Chihuahuas are particularly affected by hypoglycemia. As such, any crossbreed involving a Chihuahua dog as one of the parents may be affected. This means that these dogs have low blood sugar, which occurs when their fat cells are depleted (they have a low number of them – a consequence of their hot climate origins) and they have to turn to bloodstream sugar for energy.

Clinical signs include lethargy and shivering. Feeding Pomchis several times a day and making sure they do not undergo extenuating exercise is a way of preventing hypoglycemia.

Patellar Luxation

It is not uncommon for small and toy breeds and crossbreeds to be affected by patellar luxation. When it occurs, there is a displacement of the kneecap, which causes discomfort and pain, with associated inflammation and lameness. Anti-inflamatory drugs are the standard treatment but sometimes surgery may be required.

Collapsed Trachea

Weak, or otherwise defective throat cartilages in Pomchis can cause tracheal collapse, which can lead to breathing problems, cough, and intolerance to exercise. Medical treatment by the use of drugs can help with the cough and resulting inflammation.

Legg Calve Perthes

Legg Calve Perthes is a genetic, degenerative condition of the hip bone that may affect Pomchis.
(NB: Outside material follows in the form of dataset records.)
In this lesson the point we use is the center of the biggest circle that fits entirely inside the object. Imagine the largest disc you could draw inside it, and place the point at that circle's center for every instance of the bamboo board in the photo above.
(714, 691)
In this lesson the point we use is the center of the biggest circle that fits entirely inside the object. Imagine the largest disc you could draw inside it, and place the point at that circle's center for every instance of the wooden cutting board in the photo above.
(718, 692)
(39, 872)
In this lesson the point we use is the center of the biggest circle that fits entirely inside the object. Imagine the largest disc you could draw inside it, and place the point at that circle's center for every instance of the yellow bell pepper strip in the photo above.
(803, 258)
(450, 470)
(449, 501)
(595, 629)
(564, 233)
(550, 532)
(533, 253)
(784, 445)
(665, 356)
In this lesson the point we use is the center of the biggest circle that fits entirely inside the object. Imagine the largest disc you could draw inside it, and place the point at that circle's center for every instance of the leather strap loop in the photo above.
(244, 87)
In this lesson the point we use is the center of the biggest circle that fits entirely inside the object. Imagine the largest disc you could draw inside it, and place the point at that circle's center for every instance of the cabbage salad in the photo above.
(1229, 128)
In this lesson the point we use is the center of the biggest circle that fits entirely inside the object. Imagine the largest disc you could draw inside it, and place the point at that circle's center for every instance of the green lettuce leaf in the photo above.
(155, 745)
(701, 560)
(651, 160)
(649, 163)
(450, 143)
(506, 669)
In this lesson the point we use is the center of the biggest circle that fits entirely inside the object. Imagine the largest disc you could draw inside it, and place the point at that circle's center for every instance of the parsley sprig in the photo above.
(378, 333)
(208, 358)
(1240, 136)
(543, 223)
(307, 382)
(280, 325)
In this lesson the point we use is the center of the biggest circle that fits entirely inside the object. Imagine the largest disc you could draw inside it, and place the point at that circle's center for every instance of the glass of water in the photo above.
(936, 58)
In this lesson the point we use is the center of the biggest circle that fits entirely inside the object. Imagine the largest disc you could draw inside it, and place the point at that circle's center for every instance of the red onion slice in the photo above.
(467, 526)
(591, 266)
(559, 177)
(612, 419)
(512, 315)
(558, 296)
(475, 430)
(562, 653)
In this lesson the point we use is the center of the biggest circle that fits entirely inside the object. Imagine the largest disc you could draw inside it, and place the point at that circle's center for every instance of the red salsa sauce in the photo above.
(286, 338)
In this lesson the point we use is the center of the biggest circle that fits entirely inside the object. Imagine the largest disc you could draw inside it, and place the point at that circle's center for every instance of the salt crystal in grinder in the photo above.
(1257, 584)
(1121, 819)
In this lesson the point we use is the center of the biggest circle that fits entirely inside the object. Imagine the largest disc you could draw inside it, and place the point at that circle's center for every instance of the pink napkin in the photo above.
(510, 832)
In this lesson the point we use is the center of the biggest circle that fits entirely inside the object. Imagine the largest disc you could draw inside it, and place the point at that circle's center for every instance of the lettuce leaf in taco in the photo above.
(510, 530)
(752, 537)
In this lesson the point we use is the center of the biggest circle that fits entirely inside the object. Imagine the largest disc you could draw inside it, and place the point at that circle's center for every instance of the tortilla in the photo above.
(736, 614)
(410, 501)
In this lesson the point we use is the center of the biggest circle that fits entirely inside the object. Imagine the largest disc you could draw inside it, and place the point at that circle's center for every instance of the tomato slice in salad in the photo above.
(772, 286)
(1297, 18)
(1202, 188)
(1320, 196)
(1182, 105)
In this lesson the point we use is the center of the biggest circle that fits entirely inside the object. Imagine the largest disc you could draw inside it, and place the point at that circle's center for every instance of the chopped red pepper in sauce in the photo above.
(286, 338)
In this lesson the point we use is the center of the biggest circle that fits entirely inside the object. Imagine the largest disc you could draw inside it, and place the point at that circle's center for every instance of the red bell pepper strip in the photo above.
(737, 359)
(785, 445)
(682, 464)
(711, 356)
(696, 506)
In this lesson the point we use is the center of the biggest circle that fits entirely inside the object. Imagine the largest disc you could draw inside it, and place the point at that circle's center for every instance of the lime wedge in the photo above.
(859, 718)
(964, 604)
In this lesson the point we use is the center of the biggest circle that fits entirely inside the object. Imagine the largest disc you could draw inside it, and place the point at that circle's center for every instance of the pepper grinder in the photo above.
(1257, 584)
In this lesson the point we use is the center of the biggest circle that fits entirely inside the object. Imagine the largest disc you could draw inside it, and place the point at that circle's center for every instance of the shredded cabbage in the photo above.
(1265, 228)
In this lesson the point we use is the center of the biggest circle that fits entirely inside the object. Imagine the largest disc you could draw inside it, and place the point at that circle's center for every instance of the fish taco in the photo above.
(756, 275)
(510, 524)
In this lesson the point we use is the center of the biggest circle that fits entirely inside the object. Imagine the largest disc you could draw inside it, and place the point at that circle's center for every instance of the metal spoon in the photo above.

It may lead to arthritis, with subsequent pain and lameness, and treatment is achieved with drugs that ameliorate these clinical signs.

Dental Problems

As with Pomeranians and Chihuahuas, Pomchis may be prone to dental issues, such as tartar build-up on the teeth, which may progress to infection of the gums and teeth.

It is important to prevent these dental problems, as they may reduce the overall quality of life, even decresing their lifespan. Keeping a regular dental hygiene is therefore essential.

Exercise and Activity Levels

Pomchis do not require much exercise and they will be happy just hanging around the house. In any case, they should go outside on a walk for fresh air at least once a day. Being outdoors is stimulating and helps them to keep active and alert. Also, it is an opportunity for meeting other dogs and people, thus reinforcing their social skills.

Besides their daily walks, Pomchis love playing and enjoy toys, so it is important to make sure they have plenty of toys to engage with during playtime. Pomchis are smart dogs, so they will also enjoy learning new tricks and solving puzzles, whilst at the same interacting with their owners and creating a lasting bond.


Pomchis shed moderately. Pomchis with longer coats should be brushed and groomed more frequently.This usually means that brushing and combing them at least once a week is necessary to keep their coats looking nice and healthy.

They also have quite sensitive skin, so it is better to use a soft-bristled brush, and not a metal one that can irritate their skin. Pomchis with longer coats should also be trimmed a couple of times a year by a professional groomer, when the season changes. Nail clipping and brushing their teeth should also be part of the grooming routine.